Rosemary Sullivan – Stalin’s Daughter: The Extraordinary and Tumultuous Life of Svetlana Alliluyeva
Alliluyeva was Stalin’s daughter, born in 1926, two years before he consolidated his power. Her childhood was about as warm as one would expect. Stalin had occasional tender moments, but was a distant father, not to mention a dictator. When Svetlana was six and a half, her mother committed suicide. One of her teenage love interests ended up in the gulag. Friends kept a wise distance during the 1937-38 Terror, fearing that an adverse word from her to her father could have consequences.
In 1967, after three divorces, two children, and a stint in India, she defected to the United States.

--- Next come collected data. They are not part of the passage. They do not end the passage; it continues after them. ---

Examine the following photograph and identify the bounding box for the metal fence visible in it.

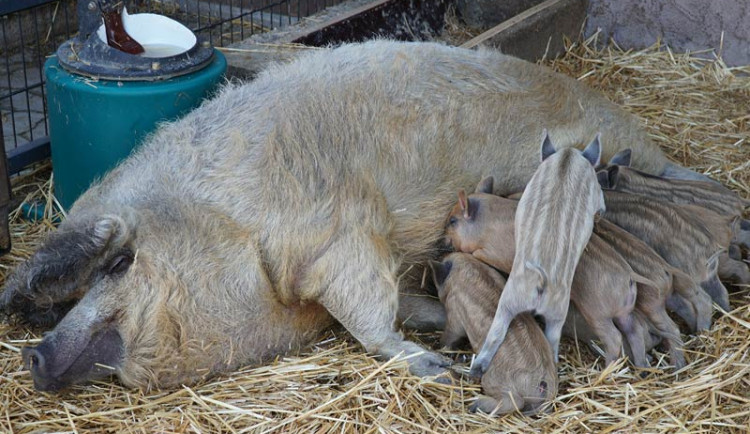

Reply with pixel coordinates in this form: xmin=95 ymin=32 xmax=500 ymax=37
xmin=0 ymin=0 xmax=345 ymax=174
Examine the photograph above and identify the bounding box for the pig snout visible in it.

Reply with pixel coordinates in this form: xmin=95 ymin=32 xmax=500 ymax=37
xmin=22 ymin=325 xmax=124 ymax=392
xmin=22 ymin=345 xmax=64 ymax=392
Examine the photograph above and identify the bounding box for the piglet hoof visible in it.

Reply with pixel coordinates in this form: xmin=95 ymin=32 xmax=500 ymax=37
xmin=468 ymin=363 xmax=485 ymax=379
xmin=634 ymin=368 xmax=655 ymax=380
xmin=447 ymin=351 xmax=472 ymax=364
xmin=432 ymin=371 xmax=454 ymax=385
xmin=670 ymin=354 xmax=687 ymax=371
xmin=467 ymin=401 xmax=482 ymax=414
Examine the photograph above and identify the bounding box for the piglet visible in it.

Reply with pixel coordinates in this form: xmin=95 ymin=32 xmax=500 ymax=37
xmin=594 ymin=218 xmax=712 ymax=333
xmin=598 ymin=158 xmax=747 ymax=219
xmin=467 ymin=132 xmax=606 ymax=378
xmin=431 ymin=253 xmax=557 ymax=415
xmin=601 ymin=190 xmax=734 ymax=311
xmin=447 ymin=179 xmax=676 ymax=369
xmin=599 ymin=160 xmax=750 ymax=283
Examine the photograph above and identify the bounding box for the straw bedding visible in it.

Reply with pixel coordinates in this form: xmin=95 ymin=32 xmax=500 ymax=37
xmin=1 ymin=36 xmax=749 ymax=433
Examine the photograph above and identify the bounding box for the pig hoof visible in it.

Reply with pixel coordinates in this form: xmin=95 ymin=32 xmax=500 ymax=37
xmin=407 ymin=351 xmax=451 ymax=378
xmin=468 ymin=364 xmax=485 ymax=379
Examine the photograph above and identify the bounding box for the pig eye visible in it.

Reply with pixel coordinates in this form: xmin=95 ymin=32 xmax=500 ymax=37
xmin=107 ymin=253 xmax=134 ymax=275
xmin=447 ymin=216 xmax=458 ymax=227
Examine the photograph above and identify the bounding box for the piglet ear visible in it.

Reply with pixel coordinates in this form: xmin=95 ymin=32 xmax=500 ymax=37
xmin=607 ymin=165 xmax=621 ymax=188
xmin=540 ymin=129 xmax=556 ymax=162
xmin=430 ymin=259 xmax=453 ymax=297
xmin=458 ymin=189 xmax=469 ymax=219
xmin=475 ymin=176 xmax=494 ymax=195
xmin=596 ymin=170 xmax=610 ymax=189
xmin=581 ymin=133 xmax=602 ymax=167
xmin=609 ymin=148 xmax=632 ymax=167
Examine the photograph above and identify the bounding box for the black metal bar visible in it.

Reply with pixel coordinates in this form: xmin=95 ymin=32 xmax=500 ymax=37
xmin=0 ymin=118 xmax=11 ymax=256
xmin=2 ymin=17 xmax=19 ymax=148
xmin=240 ymin=0 xmax=245 ymax=40
xmin=0 ymin=0 xmax=348 ymax=177
xmin=17 ymin=13 xmax=36 ymax=142
xmin=63 ymin=0 xmax=71 ymax=39
xmin=228 ymin=0 xmax=233 ymax=44
xmin=7 ymin=137 xmax=51 ymax=175
xmin=33 ymin=4 xmax=49 ymax=137
xmin=0 ymin=82 xmax=45 ymax=101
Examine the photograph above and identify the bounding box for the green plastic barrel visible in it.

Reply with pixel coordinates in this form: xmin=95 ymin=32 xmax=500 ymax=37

She wrote two books, was a media sensation for a time, and earned a large sum of money from the royalties. After several moves, she married Wesley Peters, an acolyte of Frank Lloyd Wright who spent his summers in Wisconsin and wintered in an Arizona compound with, among other people, Wright’s controlling widow, who was also a Russian. That marriage produced a daughter as well as another divorce, and Svetlana lost most of her money.

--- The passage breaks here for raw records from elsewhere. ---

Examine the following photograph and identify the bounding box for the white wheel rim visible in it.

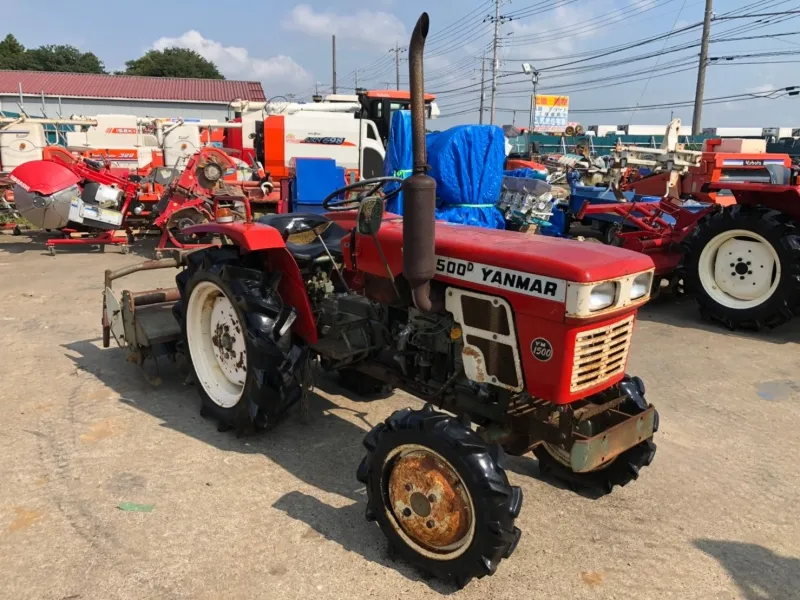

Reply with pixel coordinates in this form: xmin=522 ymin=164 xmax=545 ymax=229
xmin=186 ymin=280 xmax=247 ymax=408
xmin=698 ymin=229 xmax=781 ymax=310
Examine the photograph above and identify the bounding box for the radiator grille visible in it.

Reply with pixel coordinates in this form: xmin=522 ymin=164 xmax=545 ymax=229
xmin=571 ymin=315 xmax=634 ymax=393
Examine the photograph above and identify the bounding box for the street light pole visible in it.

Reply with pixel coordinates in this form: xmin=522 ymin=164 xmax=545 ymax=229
xmin=522 ymin=63 xmax=539 ymax=142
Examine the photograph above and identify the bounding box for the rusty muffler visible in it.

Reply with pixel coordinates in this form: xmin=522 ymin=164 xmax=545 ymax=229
xmin=402 ymin=12 xmax=437 ymax=313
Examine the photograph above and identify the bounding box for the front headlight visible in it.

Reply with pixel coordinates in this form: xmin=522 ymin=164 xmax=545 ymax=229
xmin=589 ymin=281 xmax=617 ymax=311
xmin=630 ymin=272 xmax=652 ymax=300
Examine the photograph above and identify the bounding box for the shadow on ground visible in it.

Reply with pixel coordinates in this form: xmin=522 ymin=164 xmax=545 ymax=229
xmin=636 ymin=292 xmax=800 ymax=346
xmin=61 ymin=337 xmax=457 ymax=594
xmin=695 ymin=539 xmax=800 ymax=600
xmin=0 ymin=230 xmax=163 ymax=259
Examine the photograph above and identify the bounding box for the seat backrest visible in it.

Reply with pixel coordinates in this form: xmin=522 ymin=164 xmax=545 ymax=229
xmin=765 ymin=163 xmax=792 ymax=185
xmin=257 ymin=213 xmax=331 ymax=239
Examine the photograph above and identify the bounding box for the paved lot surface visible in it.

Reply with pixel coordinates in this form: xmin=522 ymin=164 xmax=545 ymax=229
xmin=1 ymin=232 xmax=798 ymax=600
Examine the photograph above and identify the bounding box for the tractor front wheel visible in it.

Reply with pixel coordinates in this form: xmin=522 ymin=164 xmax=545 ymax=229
xmin=533 ymin=376 xmax=657 ymax=495
xmin=684 ymin=206 xmax=800 ymax=329
xmin=357 ymin=406 xmax=522 ymax=588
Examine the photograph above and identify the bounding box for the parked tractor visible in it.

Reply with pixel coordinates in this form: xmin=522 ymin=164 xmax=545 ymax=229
xmin=101 ymin=14 xmax=659 ymax=587
xmin=578 ymin=134 xmax=800 ymax=330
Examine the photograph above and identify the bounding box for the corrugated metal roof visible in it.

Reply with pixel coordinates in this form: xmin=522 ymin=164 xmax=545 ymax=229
xmin=0 ymin=71 xmax=266 ymax=103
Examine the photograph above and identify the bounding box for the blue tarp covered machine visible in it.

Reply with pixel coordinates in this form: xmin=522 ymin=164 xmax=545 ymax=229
xmin=384 ymin=111 xmax=506 ymax=229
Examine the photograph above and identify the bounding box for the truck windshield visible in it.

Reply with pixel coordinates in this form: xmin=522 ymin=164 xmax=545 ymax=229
xmin=388 ymin=101 xmax=431 ymax=119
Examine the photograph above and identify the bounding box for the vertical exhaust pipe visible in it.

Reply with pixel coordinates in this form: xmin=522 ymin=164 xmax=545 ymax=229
xmin=403 ymin=12 xmax=437 ymax=313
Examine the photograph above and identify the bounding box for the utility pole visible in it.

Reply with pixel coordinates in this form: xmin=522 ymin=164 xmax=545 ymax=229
xmin=332 ymin=35 xmax=337 ymax=94
xmin=692 ymin=0 xmax=713 ymax=135
xmin=355 ymin=70 xmax=359 ymax=93
xmin=485 ymin=1 xmax=513 ymax=125
xmin=389 ymin=43 xmax=406 ymax=90
xmin=478 ymin=53 xmax=487 ymax=124
xmin=396 ymin=42 xmax=400 ymax=90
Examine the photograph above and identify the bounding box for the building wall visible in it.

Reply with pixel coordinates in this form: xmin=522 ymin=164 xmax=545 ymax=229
xmin=0 ymin=95 xmax=233 ymax=121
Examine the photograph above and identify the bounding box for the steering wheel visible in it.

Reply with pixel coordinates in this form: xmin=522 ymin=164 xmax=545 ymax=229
xmin=321 ymin=176 xmax=405 ymax=212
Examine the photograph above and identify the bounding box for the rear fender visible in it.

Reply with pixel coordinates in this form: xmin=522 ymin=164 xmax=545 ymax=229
xmin=183 ymin=222 xmax=318 ymax=343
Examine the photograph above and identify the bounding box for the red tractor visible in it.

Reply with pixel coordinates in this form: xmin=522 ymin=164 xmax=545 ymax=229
xmin=102 ymin=14 xmax=659 ymax=587
xmin=580 ymin=150 xmax=800 ymax=330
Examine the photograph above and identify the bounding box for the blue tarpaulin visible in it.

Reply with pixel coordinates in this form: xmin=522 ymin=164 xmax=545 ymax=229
xmin=383 ymin=114 xmax=506 ymax=228
xmin=427 ymin=125 xmax=506 ymax=229
xmin=503 ymin=168 xmax=548 ymax=181
xmin=383 ymin=111 xmax=414 ymax=214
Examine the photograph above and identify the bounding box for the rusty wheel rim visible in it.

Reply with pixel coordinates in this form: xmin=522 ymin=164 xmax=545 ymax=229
xmin=383 ymin=444 xmax=475 ymax=560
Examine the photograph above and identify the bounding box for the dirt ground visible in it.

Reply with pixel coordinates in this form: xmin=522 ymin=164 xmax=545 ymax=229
xmin=0 ymin=232 xmax=798 ymax=600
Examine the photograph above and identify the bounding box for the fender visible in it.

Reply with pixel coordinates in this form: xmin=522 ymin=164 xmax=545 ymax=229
xmin=184 ymin=221 xmax=285 ymax=252
xmin=184 ymin=221 xmax=318 ymax=343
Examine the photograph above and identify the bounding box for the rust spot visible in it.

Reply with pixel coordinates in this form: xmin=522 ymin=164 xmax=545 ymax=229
xmin=8 ymin=506 xmax=44 ymax=532
xmin=461 ymin=345 xmax=486 ymax=381
xmin=581 ymin=571 xmax=604 ymax=587
xmin=387 ymin=450 xmax=471 ymax=551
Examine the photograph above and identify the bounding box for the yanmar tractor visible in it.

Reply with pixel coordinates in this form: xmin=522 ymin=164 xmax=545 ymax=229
xmin=102 ymin=14 xmax=659 ymax=587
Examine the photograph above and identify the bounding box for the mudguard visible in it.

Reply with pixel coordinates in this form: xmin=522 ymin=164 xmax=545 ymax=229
xmin=183 ymin=221 xmax=318 ymax=343
xmin=184 ymin=221 xmax=286 ymax=251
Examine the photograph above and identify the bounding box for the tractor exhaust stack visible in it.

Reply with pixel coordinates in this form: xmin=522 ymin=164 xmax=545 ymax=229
xmin=403 ymin=12 xmax=437 ymax=313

She moved back to the east coast, then the UK for a time, moving almost annually. She even defected back the USSR in the 1980s, considered it a mistake, and went back to America. She spent her final years in Wisconsin, of all places, a few hours’ drive from where I grew up.

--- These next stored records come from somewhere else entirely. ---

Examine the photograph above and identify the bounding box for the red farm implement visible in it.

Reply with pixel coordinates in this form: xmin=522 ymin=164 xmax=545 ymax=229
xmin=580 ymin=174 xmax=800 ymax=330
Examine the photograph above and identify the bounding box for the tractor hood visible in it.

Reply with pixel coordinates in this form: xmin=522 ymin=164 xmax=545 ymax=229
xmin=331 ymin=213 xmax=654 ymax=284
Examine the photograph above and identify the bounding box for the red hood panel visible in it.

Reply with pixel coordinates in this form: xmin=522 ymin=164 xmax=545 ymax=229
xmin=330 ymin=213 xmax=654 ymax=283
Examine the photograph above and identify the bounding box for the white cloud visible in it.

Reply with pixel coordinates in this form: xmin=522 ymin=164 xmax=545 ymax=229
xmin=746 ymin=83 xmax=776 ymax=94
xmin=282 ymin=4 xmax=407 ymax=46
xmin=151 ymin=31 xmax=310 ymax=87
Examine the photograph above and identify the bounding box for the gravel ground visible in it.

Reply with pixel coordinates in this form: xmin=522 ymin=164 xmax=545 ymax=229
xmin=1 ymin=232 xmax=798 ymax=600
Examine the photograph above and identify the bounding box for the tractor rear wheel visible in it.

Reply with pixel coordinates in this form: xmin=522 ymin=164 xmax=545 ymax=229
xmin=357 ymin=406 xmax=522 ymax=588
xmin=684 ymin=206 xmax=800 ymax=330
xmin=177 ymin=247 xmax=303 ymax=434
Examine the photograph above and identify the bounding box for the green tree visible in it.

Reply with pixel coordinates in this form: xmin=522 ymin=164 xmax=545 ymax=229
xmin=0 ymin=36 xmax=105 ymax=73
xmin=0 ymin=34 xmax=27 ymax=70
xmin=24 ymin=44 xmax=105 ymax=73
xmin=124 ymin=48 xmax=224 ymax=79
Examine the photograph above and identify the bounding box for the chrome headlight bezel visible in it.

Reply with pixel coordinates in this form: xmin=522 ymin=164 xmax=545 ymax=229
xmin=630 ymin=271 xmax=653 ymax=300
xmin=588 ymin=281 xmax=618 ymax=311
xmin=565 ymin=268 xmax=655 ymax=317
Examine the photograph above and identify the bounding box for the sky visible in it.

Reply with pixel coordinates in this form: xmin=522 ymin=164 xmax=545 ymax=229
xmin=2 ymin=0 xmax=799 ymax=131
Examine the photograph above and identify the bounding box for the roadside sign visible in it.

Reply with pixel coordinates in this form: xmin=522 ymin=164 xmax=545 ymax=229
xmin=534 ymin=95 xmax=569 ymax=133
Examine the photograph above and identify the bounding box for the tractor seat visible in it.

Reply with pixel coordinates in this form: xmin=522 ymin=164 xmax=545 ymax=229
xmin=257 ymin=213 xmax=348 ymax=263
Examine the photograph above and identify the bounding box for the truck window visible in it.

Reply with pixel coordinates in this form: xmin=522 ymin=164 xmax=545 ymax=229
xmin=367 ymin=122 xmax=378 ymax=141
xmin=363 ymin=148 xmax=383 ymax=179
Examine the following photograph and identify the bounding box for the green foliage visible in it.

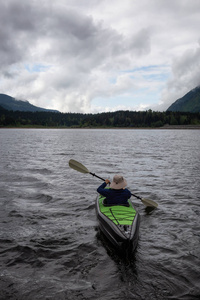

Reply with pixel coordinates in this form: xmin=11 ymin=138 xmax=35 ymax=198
xmin=1 ymin=105 xmax=200 ymax=128
xmin=167 ymin=86 xmax=200 ymax=112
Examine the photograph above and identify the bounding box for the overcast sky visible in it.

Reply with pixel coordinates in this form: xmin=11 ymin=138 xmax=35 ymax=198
xmin=1 ymin=0 xmax=200 ymax=113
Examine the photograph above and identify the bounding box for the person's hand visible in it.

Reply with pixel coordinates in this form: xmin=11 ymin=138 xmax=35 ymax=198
xmin=105 ymin=179 xmax=110 ymax=184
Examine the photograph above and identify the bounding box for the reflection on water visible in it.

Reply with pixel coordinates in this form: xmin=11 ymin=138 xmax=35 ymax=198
xmin=0 ymin=129 xmax=200 ymax=299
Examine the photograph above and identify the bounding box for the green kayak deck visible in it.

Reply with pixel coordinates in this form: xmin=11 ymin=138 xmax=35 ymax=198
xmin=96 ymin=193 xmax=140 ymax=252
xmin=98 ymin=194 xmax=137 ymax=226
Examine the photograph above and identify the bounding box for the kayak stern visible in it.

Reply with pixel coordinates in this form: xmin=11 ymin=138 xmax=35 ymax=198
xmin=95 ymin=194 xmax=140 ymax=253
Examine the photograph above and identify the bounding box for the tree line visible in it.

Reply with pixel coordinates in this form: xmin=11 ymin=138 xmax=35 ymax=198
xmin=0 ymin=105 xmax=200 ymax=128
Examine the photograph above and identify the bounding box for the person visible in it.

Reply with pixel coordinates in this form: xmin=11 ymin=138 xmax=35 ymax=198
xmin=97 ymin=175 xmax=131 ymax=205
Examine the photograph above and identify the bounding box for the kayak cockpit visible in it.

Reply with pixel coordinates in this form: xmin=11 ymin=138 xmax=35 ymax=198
xmin=95 ymin=194 xmax=140 ymax=253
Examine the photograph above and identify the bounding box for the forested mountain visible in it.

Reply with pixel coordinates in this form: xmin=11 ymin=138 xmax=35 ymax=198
xmin=167 ymin=86 xmax=200 ymax=112
xmin=1 ymin=90 xmax=200 ymax=128
xmin=0 ymin=94 xmax=59 ymax=113
xmin=1 ymin=105 xmax=200 ymax=128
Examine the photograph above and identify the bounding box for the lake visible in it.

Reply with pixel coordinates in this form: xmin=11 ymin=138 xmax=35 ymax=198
xmin=0 ymin=128 xmax=199 ymax=299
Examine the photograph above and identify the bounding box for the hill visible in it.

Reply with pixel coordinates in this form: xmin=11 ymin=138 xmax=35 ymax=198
xmin=167 ymin=86 xmax=200 ymax=112
xmin=0 ymin=94 xmax=59 ymax=113
xmin=1 ymin=105 xmax=200 ymax=128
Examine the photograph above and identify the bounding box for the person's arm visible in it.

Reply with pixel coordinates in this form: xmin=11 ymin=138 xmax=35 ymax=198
xmin=97 ymin=179 xmax=110 ymax=196
xmin=124 ymin=188 xmax=132 ymax=199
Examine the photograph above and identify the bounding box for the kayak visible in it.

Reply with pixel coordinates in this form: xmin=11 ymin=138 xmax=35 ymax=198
xmin=95 ymin=193 xmax=140 ymax=253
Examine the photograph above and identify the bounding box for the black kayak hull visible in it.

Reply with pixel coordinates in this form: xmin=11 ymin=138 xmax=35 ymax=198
xmin=95 ymin=194 xmax=140 ymax=253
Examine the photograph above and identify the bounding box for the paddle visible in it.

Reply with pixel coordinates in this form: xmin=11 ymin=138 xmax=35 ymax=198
xmin=69 ymin=159 xmax=158 ymax=208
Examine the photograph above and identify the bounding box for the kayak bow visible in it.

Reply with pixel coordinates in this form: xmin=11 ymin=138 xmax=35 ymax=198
xmin=96 ymin=193 xmax=140 ymax=252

She seems to have had a melancholy spirit. Circumstances made her lonely for obvious reasons, especially while her father still lived, and for her entire life she was unable to settle anywhere or with anyone for very long. Whatever she was looking for in life, she seems not to have found it. She was also prone to sudden emotional outbursts, and had occasional bouts of paranoia similar to her father’s. While she was certainly not her father, she was still his daughter. Sullivan has painted an interesting portrait of an interesting person.